The formula for the sample standard deviation $s=\sqrt{\frac{\sum_{i = 1}^{n}(x_{i}-\bar{x})^{2}}{n - 1}}$
First, calculate $(x_{i}-\bar{x})^{2}$ for each $x_{i}$:
$(35 - 42.5)^{2}=(-7.5)^{2}=56.25$
$(49 - 42.5)^{2}=(6.5)^{2}=42.25$
$(44 - 42.5)^{2}=(1.5)^{2}=2.25$
$(63 - 42.5)^{2}=(20.5)^{2}=420.25$
$(28 - 42.5)^{2}=(-14.5)^{2}=210.25$
$(28 - 42.5)^{2}=(-14.5)^{2}=210.25$
$(35 - 42.5)^{2}=(-7.5)^{2}=56.25$
$(49 - 42.5)^{2}=(6.5)^{2}=42.25$
$(44 - 42.5)^{2}=(1.5)^{2}=2.25$
$(30 - 42.5)^{2}=(-12.5)^{2}=156.25$
$(63 - 42.5)^{2}=(20.5)^{2}=420.25$
$(35 - 42.5)^{2}=(-7.5)^{2}=56.25$
$(50 - 42.5)^{2}=(7.5)^{2}=56.25$

$\sum_{i = 1}^{13}(x_{i}-\bar{x})^{2}=56.25+42.25 + 2.25+420.25+210.25+210.25+56.25+42.25+2.25+156.25+420.25+56.25+56.25 = 1781$

$s=\sqrt{\frac{1781}{12}}\approx12.2$ (rounded to one decimal place)

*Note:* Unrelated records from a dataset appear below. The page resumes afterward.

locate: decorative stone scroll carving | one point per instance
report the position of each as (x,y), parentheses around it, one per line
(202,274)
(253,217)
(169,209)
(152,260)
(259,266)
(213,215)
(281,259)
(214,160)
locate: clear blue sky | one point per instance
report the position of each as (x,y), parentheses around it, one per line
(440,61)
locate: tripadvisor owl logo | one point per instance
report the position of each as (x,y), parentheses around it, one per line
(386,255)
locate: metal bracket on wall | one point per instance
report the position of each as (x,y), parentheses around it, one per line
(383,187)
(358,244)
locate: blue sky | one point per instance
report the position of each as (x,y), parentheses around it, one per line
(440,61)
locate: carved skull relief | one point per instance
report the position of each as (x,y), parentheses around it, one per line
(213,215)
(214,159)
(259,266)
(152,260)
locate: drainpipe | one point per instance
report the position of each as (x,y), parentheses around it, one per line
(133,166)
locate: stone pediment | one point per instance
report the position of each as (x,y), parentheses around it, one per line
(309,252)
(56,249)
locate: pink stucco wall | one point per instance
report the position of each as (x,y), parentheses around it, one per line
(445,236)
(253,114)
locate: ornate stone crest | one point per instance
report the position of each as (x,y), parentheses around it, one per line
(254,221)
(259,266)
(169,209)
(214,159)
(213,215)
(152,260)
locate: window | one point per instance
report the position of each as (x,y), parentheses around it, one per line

Step3: Adjust for monthly salary

If we divide each original salary by 12, the new mean $\bar{y}=\frac{\bar{x}}{12}=\frac{42.5}{12}\approx3.5$ (rounded to one decimal place)
The new standard - deviation $t=\frac{s}{12}=\frac{12.2}{12}\approx1.0$ (rounded to one decimal place)

Step4: Adjust for 6% raise

If we have a 6% raise, we multiply each value by $1 + 0.06=1.06$.
The new mean after 6% raise for the monthly data: $\bar{z}=3.5\times1.06 = 3.7$ (rounded to one decimal place)
The new standard - deviation after 6% raise for the monthly data: $u = 1.0\times1.06=1.1$ (rounded to one decimal place)

Answer:

(a) $42.5$
(b) $12.2$
(c) Mean: $3.7$, Standard deviation: $1.1$
(d) When we divide by 12, the mean and standard deviation are also divided by 12. When we apply a 6% raise (multiply by 1.06), the mean and standard deviation are multiplied by 1.06. This is because the mean and standard deviation are linear functions of the data in the sense that if $y_{i}=a + bx_{i}$ (dividing by 12 is $y_{i}=\frac{1}{12}x_{i}$ and 6% raise is $y_{i}=1.06x_{i}$), the new mean $\bar{y}=a + b\bar{x}$ and new standard deviation $s_{y}=|b|s_{x}$ where $\bar{x}$ and $s_{x}$ are the original mean and standard deviation.